Published 10/08/2016

The daily ceasefire will allow aid convoys to deliver their goods
The daily ceasefire will allow aid convoys to deliver their goods

The Russian military has declared that fighting in the Syrian city of Aleppo will cease for three hours daily to allow humanitarian aid deliveries.

Lt Gen Sergei Rudskoi said the daily ceasefires will be observed from 10am to 1pm local time from Thursday.

Lt Gen Rudskoi said Russia supports the UN's proposal to oversee the aid deliveries, adding that the Russian military is discussing the issue with UN experts and the US military.

He told a briefing that humanitarian convoys will be formed near Handarat and will move on the strategic Castello road.

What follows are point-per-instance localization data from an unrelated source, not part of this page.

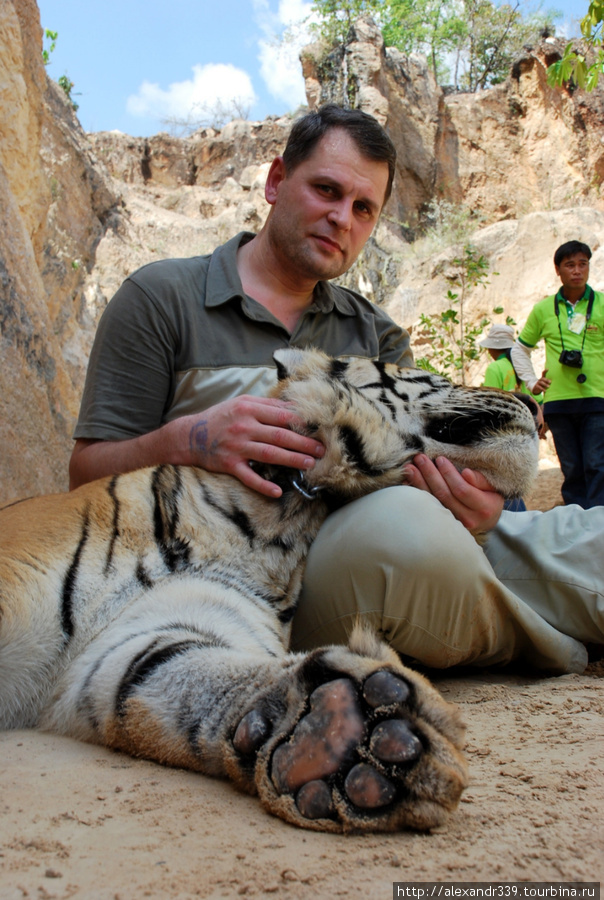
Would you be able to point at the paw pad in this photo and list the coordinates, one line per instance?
(342, 746)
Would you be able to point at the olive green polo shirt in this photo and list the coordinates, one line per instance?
(180, 336)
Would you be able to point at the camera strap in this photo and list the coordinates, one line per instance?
(590, 306)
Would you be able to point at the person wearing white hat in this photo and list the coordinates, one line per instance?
(501, 372)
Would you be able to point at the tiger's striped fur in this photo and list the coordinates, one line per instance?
(150, 612)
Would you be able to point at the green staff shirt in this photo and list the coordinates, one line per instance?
(565, 394)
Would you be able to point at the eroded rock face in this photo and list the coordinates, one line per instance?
(79, 212)
(504, 152)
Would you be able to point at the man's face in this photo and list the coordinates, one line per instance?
(573, 271)
(325, 209)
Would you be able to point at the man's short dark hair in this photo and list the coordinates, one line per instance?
(569, 249)
(365, 131)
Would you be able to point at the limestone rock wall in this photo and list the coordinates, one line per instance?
(53, 200)
(503, 152)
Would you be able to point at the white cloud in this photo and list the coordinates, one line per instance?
(211, 84)
(278, 55)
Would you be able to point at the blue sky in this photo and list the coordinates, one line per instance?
(139, 64)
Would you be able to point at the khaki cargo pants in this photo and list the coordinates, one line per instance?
(400, 561)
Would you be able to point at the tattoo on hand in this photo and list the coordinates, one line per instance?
(198, 438)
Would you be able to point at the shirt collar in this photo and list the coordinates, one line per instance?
(224, 283)
(589, 293)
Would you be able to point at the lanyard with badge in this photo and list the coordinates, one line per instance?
(577, 323)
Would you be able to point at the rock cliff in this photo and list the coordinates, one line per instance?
(79, 212)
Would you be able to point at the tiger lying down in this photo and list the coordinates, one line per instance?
(150, 612)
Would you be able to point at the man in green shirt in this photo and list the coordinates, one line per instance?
(571, 323)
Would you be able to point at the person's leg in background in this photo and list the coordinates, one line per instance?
(566, 432)
(592, 445)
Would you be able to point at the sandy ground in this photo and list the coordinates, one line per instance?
(81, 821)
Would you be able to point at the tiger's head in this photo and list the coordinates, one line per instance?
(374, 417)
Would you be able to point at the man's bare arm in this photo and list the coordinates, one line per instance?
(224, 438)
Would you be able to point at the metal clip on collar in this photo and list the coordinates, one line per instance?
(307, 493)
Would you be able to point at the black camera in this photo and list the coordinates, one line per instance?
(571, 358)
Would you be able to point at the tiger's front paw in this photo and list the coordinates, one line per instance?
(370, 754)
(332, 741)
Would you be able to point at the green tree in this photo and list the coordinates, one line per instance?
(453, 341)
(336, 16)
(574, 66)
(52, 37)
(63, 81)
(481, 36)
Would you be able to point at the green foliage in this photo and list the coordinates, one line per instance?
(479, 38)
(453, 341)
(52, 37)
(336, 17)
(64, 81)
(574, 67)
(67, 84)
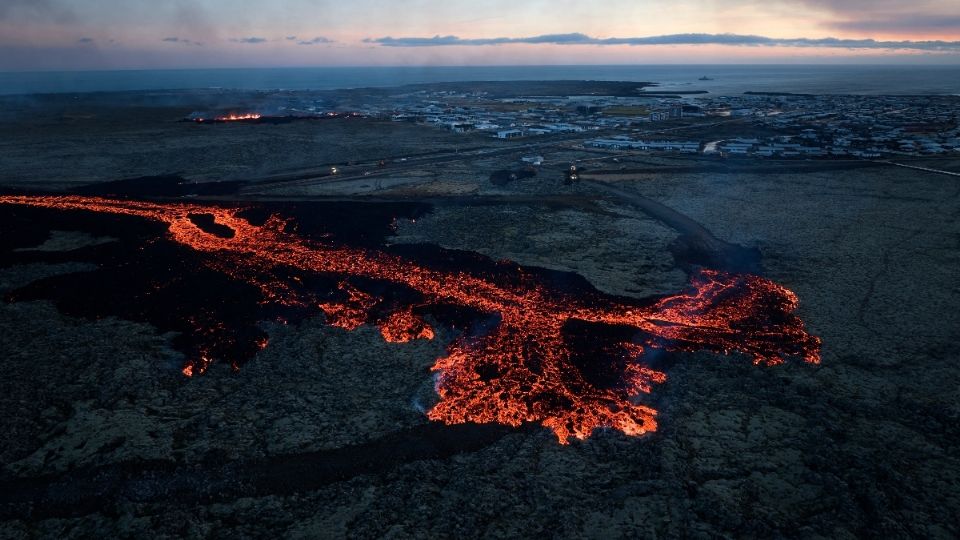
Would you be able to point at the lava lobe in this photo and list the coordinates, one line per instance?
(572, 360)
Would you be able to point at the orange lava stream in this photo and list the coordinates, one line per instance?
(521, 370)
(235, 117)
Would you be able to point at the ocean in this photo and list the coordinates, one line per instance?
(725, 79)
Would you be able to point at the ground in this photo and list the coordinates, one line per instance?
(863, 445)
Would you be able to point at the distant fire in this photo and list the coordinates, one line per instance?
(201, 118)
(523, 366)
(230, 118)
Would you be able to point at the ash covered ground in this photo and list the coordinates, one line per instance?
(328, 425)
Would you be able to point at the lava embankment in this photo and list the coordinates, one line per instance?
(525, 361)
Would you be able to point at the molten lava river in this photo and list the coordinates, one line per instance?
(573, 361)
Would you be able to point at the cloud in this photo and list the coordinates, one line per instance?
(671, 39)
(37, 10)
(175, 39)
(907, 24)
(315, 41)
(250, 40)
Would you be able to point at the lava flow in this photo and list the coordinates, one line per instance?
(232, 117)
(525, 361)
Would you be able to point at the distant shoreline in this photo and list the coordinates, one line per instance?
(674, 80)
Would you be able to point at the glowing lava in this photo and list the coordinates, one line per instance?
(233, 118)
(522, 367)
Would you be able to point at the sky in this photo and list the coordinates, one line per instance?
(160, 34)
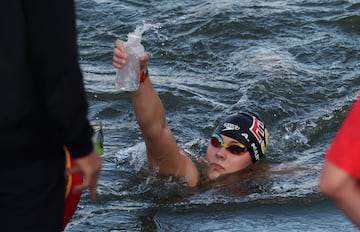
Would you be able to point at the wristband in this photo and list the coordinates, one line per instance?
(143, 75)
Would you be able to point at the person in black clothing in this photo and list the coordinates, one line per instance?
(43, 109)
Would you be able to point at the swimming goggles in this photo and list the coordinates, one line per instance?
(235, 148)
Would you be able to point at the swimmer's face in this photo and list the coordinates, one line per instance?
(222, 161)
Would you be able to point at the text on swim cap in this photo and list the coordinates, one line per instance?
(258, 129)
(230, 126)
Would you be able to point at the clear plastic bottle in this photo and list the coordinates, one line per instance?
(127, 77)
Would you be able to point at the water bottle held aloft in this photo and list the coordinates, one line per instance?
(127, 77)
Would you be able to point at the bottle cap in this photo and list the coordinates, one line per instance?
(134, 36)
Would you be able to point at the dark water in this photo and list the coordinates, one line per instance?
(296, 63)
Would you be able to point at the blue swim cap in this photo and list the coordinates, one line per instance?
(248, 129)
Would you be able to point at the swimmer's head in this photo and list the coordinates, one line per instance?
(248, 129)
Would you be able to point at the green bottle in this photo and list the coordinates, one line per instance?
(98, 138)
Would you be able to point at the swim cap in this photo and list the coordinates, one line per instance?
(248, 129)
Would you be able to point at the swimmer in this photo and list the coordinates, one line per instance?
(238, 142)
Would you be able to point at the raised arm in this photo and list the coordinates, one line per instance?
(163, 152)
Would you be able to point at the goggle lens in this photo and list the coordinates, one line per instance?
(236, 148)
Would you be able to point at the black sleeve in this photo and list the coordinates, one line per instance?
(54, 66)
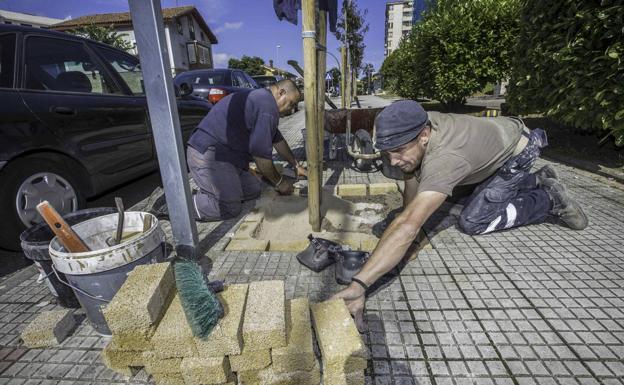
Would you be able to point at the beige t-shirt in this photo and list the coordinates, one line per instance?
(465, 149)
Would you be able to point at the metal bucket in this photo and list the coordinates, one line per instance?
(97, 275)
(36, 244)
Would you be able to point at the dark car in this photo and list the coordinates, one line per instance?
(73, 123)
(215, 84)
(267, 80)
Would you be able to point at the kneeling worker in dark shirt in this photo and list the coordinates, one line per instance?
(239, 129)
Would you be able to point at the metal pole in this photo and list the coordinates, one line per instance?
(310, 92)
(320, 83)
(149, 31)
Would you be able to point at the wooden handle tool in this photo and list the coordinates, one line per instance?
(68, 238)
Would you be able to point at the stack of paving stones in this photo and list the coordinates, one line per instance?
(263, 339)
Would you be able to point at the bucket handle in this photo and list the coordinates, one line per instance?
(77, 289)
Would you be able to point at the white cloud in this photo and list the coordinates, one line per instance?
(221, 59)
(230, 26)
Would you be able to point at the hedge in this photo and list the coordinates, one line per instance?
(455, 50)
(569, 63)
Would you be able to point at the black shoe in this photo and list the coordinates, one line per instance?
(349, 264)
(564, 207)
(546, 172)
(317, 256)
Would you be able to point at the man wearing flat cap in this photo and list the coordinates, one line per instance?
(437, 152)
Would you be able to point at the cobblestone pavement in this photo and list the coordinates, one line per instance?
(536, 305)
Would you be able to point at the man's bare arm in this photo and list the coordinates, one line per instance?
(410, 190)
(399, 236)
(390, 250)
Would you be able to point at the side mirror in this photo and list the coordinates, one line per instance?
(185, 89)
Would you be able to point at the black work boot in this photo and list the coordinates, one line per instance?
(546, 172)
(564, 207)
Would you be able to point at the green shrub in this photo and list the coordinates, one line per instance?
(569, 63)
(455, 50)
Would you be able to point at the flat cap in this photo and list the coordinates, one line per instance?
(399, 123)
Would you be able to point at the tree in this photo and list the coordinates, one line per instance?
(356, 29)
(368, 70)
(569, 64)
(106, 35)
(252, 65)
(336, 76)
(455, 50)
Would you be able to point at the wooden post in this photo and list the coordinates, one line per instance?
(343, 77)
(310, 92)
(321, 67)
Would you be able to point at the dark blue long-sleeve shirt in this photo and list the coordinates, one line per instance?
(239, 127)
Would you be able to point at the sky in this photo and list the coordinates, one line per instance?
(243, 27)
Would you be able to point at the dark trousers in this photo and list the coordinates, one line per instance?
(511, 197)
(222, 186)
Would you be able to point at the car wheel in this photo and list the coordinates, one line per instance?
(26, 183)
(363, 143)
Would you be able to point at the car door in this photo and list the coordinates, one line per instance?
(16, 122)
(68, 89)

The Syrian army won control of the Castello road last month and cut the main supply link to rebel-held parts of Aleppo as government troops laid siege to the city. Opposition groups breached the siege over the weekend.

Lt Gen Rudskoi did not say whether the rebels have agreed to respect the halt in hostilities, or explain how they would be enforced.

In Washington, US State Department spokeswoman Elizabeth Trudeau said all parties to the Syrian conflict must abide by the UN request to ensure access for humanitarian supplies.

"We would welcome any pause that successfully facilitates delivering of vitally needed humanitarian supplies, but such a ceasefire must be observed by all parties," she said.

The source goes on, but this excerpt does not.